Musgrave (1959, p. 20) provides an example: ‘A proper definition of income is important, not only to establish equity in a vertical sense – that is, to plan taxes and transfers so as to adjust relative positions; it is important also to establish equity in a horizontal sense – that is, to give equal treatment to people in equal positions’.

The National Commission’s glossary contained this entry (1972, p. 137): ‘equitable: delivering benefits and services as judged by the program’s consistency in providing equal benefits and services to workers in identical circumstances and its rationality in providing benefits and services in proportion to the impairment or disability for those with different degrees of loss’.

Sinclair and Burton (1995) examined the relationship between the permanent impairment (PI) ratings from the AMA Guides to the Evaluation of Permanent Impairment, third edition (Engelberg 1988) (AMA Guides) for 78 conditions and the quality-of-life ratings assigned to those conditions by a large sample of injured Ontario workers (as well as a smaller group of Ontario residents who were not injured). The results indicated that the AMA Guides lack both vertical equity and inter-injury horizontal equity tests for ratings used as proxies for non-work disability.

Rehabilitation benefits in US and Canadian jurisdictions are summarized in US Chamber of Commerce (2007, chart X).

As described by Neumark et al. (2007), the 2004 California law allows employers to establish networks composed of occupational and non-occupational physicians and to control which physicians are in the network. The employee can only select a physician out of the network who was previously the worker’s primary provider under an employer-provided group health plan.

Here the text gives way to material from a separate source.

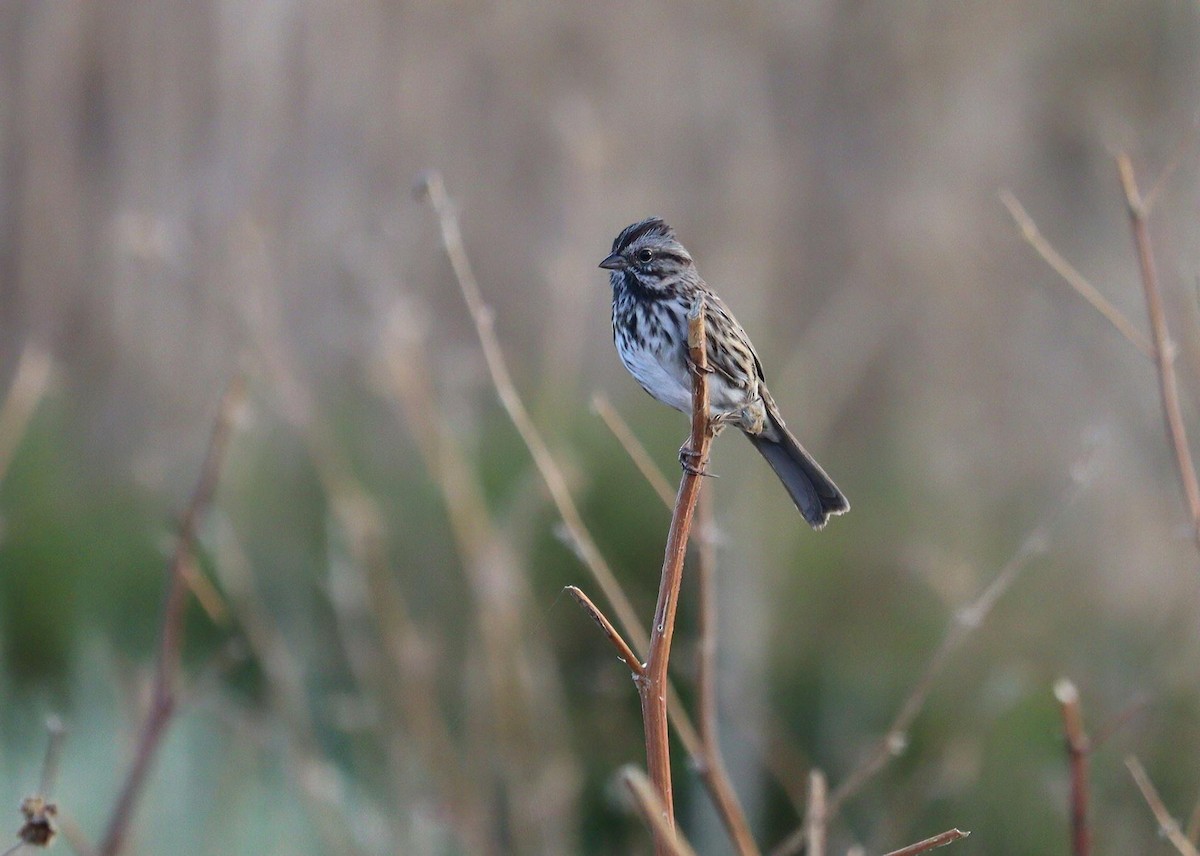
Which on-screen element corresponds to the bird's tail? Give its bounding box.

An inappropriate meaning of delivery system efficiency, which they termed ‘myopic efficiency’, is only concerned with reducing administrative costs without concern for the quality of the program (Berkowitz and Burton 1987, pp. 27–8).

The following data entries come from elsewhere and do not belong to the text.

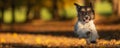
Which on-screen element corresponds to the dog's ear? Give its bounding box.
[89,2,93,8]
[74,3,80,9]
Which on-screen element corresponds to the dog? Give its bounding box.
[74,3,99,44]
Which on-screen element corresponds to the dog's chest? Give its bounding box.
[77,22,92,29]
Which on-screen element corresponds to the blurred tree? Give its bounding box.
[0,0,5,23]
[11,0,15,24]
[52,0,59,19]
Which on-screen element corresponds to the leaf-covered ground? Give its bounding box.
[0,31,120,48]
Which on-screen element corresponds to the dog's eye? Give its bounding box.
[81,8,85,12]
[86,31,91,36]
[87,8,91,11]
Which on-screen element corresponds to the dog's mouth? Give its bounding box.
[83,16,90,23]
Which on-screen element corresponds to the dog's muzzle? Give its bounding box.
[83,15,91,23]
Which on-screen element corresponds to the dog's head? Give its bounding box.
[74,3,95,23]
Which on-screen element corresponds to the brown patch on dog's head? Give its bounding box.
[74,3,95,22]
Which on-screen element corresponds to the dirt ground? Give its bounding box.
[0,18,120,48]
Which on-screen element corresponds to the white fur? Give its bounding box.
[74,20,98,43]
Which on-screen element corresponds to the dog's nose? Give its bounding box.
[85,17,88,19]
[91,41,97,43]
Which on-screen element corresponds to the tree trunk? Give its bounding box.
[52,0,59,19]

Roberts (2003) is one of the few studies of the relationship between the activities of state workers’ compensation agencies and program outcomes. She found, for example, that the greater the level of state approval required during the claims process, the better the benefit levels for workers.

Wickizer et al. (2004, p. 337) found that workers who were less satisfied with the handling of their claims were more than three times as likely to retain an attorney or to file an appeal.

In both the US and Canada, some self-insurers handle the administrative functions, such as paying claims, while others hire a third party administrator (TPA) to perform these functions. In most provinces there is also self-insurance without self-administration where the employer is financially responsible for all of its own claims but the workers’ compensation agency administers the claims.